I had to fight back an eye roll. I didn’t need to be reminded of being pregnant every five minutes. “What’s going to happen to them?” I asked, to get them off the subject of what I’d done.
“The FBI has guards on them right now. Two in each room. They’re both facing a slew of charges which now include kidnapping. They’re going to go away for a long time. You and Trace, along with Chip, will most likely be called in as witnesses to previous charges and, of course, for today’s events.

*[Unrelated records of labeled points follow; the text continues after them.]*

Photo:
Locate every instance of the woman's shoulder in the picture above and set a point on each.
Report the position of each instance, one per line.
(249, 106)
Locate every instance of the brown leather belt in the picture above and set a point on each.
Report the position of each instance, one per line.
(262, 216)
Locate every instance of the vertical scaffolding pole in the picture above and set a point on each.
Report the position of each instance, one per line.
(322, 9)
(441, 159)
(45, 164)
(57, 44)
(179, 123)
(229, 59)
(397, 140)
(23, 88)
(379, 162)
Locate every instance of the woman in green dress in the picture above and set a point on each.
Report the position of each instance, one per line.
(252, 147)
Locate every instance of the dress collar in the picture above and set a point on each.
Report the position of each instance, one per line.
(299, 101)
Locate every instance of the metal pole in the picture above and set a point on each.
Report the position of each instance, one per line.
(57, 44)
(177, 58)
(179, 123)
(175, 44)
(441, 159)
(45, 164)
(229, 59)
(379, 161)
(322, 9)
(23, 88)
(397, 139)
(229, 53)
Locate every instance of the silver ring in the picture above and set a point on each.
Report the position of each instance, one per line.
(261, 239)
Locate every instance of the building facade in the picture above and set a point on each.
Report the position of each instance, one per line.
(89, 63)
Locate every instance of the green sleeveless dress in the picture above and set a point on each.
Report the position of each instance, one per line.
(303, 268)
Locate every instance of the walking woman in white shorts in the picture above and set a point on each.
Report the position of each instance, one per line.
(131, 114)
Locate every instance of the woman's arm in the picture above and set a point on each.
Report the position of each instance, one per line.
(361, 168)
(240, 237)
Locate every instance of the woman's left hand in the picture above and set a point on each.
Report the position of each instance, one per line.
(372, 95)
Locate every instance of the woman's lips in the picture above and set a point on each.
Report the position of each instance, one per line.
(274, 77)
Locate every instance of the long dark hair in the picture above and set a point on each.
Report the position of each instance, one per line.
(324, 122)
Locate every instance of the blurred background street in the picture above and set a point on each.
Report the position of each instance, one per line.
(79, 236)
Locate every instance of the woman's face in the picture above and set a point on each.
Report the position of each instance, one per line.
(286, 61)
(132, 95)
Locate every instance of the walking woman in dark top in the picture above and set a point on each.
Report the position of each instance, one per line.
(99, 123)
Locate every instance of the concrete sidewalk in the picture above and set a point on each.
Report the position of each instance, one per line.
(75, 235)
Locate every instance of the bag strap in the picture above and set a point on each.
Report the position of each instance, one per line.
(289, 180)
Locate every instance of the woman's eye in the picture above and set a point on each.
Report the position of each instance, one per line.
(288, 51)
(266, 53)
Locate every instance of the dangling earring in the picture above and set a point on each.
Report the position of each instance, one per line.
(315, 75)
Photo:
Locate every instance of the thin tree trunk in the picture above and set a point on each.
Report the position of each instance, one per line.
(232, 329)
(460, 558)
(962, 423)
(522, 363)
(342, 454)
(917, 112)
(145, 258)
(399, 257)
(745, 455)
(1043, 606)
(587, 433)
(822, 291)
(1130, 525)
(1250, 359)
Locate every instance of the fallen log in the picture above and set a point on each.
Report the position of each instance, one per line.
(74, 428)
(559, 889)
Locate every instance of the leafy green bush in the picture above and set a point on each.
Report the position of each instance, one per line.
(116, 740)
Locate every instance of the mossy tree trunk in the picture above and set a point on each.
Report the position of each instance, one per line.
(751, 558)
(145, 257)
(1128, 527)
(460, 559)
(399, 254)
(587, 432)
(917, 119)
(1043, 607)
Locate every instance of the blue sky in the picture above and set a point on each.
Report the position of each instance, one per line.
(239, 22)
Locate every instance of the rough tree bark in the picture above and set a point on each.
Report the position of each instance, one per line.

Carter has already talked with me and the FBI. He’ll be brought in for more questioning and then possibly called as a witness.”
“Hasn’t he been through enough? Wait!” I sat up further, pushing Trace’s hands back from stopping me. “Who’s with Carter? Is he okay?”
“Easy, princess, he’s over in the X-ray department. He’s okay. I promise,” Daddy assured me, shifting closer to take my hand. “Don’t hurt yourself moving around like that.”
“Ms. Malone…” The doctor came back in. “Oh, hello. Sheriff, if you don’t mind, I need to speak to Ms. Malone.”
“They’re family, they can hear. Can I go home now?” I was getting—impatient.
“Soon. We’ve examined your X-rays; the bone has no damage. You got very lucky.”
“I shot myself. I knew what I was doing.”